Sebelumnya, Dittipidum Bareskrim Polri akan melakukan gelar perkara khusus pada hari ini, Kamis 3 Juli 2025. Namun karena beberapa pihak yang seharusnya dihadirkan ada yang meminta dijadwalkan ulang karena berhalangan, maka pihaknya pun perlu melakukan penjadwalan ulang agar agenda tersebut berjalan dengan baik.
Seharusnya, agenda gelar perkara khusus tersebut sejatinya akan dihadiri oleh Roy Suryo, Rismon Hasiholan, pihak Komnas HAM hingga DPR RI.
“Kan harus mengundang meminta untuk menghadirkan nama-nama yang diminta itu,” lanjutnya.
Sementara itu, Roy Suryo dalam keterangannya pada hari Rabu 2 Juli 2025 kemarin, meminta agar Bareskrim Polri pun menghadirkan pihak yang diperkarakan, yakni Joko Widodo dalam agenda gelar perkara khusus tersebut.
“Gelar perkara itu juga harus dihadirkan yang dilaporkan, terlapor adalah Joko Widodo. Nah, sebaiknya gelar perkara khusus dihadirkan terlapornya,” ujar Roy.
Lantas pakar hukum tata negara Refly Harun menantang Bareskrim Mabes Polri untuk menghadirkan dua orang penting dalam polemik dugaan ijazah palsu Jokowi tersebut. Keduanya adalah Bambang Beathor Suryadi dan Kasmudjo.

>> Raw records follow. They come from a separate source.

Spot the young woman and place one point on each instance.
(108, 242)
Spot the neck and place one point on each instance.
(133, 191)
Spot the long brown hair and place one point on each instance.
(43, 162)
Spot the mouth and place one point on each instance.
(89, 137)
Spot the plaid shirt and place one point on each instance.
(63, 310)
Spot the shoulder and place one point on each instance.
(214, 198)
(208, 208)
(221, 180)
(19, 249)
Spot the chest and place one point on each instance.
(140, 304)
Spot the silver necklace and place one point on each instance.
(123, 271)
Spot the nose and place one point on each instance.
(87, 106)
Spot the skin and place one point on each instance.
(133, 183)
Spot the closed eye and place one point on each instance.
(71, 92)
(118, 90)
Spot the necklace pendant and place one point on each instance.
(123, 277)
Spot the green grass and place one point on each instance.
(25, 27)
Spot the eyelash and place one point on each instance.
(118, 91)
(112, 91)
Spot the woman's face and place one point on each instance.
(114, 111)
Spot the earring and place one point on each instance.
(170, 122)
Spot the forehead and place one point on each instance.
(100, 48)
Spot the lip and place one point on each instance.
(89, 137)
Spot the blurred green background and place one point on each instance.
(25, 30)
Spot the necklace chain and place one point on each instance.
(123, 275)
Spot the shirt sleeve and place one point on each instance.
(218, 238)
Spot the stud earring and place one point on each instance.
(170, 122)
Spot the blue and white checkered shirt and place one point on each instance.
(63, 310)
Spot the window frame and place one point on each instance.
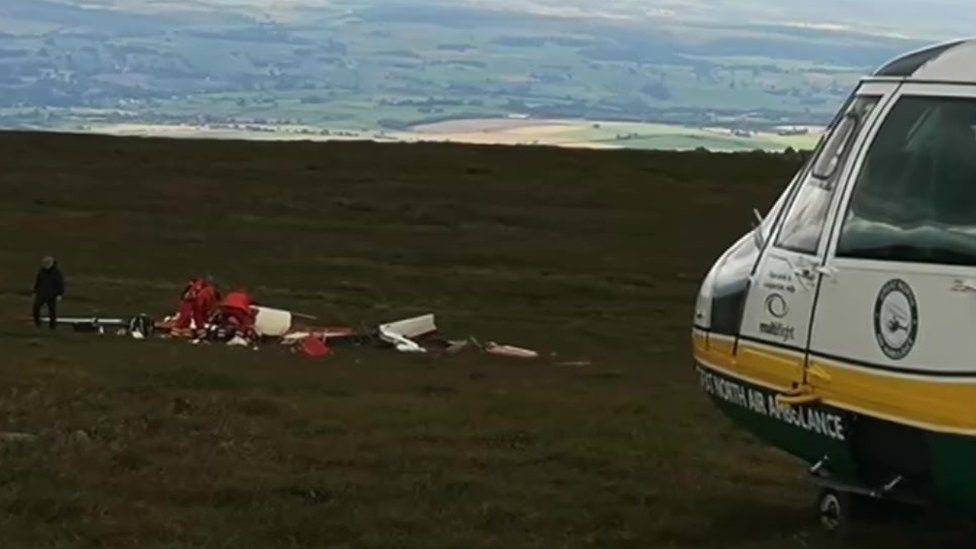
(854, 151)
(963, 93)
(926, 89)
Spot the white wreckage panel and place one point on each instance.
(401, 333)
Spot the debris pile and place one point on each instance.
(204, 315)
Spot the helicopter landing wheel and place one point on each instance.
(835, 511)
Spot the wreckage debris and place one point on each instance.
(313, 347)
(235, 319)
(510, 351)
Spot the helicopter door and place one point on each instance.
(895, 327)
(776, 319)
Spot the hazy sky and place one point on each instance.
(926, 19)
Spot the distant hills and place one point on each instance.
(381, 68)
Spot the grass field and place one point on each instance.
(591, 255)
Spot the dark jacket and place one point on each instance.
(49, 283)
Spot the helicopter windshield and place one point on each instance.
(915, 199)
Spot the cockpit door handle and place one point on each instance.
(827, 271)
(964, 286)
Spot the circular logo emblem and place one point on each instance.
(896, 319)
(776, 305)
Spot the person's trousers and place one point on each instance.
(51, 303)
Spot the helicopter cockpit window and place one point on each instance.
(804, 224)
(915, 199)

“Kalau saya malah nantang Bareskrim Mabes Polri, kan mau gelar perkara khusus tuh, ya besok kan, itu dihadirkan juga Beathor, dihadirkan juga saksi-saksi tambah, dihadirkan juga Kasmudjo,” kata Refly Harun.
Sekadar informasi, gelar perkara khusus ini muncul atas keberatan pihak pelapor yakni TPUA terhadap kesimpulan yang menyatakan ijazah Jokowi adalah asli. Adapun, pernyataan Bareskrim soal ijazah Jokowi asli ini telah diumumkan pada Kamis 22 Mei 2025.
Kala itu, Dirtipidum Bareskrim Polri Brigjen Pol Djuhandhani Rahardjo Puro mengatakan bahwa keaslian ijazah Jokowi dilakukan berdasarkan dengan penelitian laboratorium forensik. Pihaknya juga sempat menganalisa alat mesin ketik yang digunakan dalam skripsi tersebut.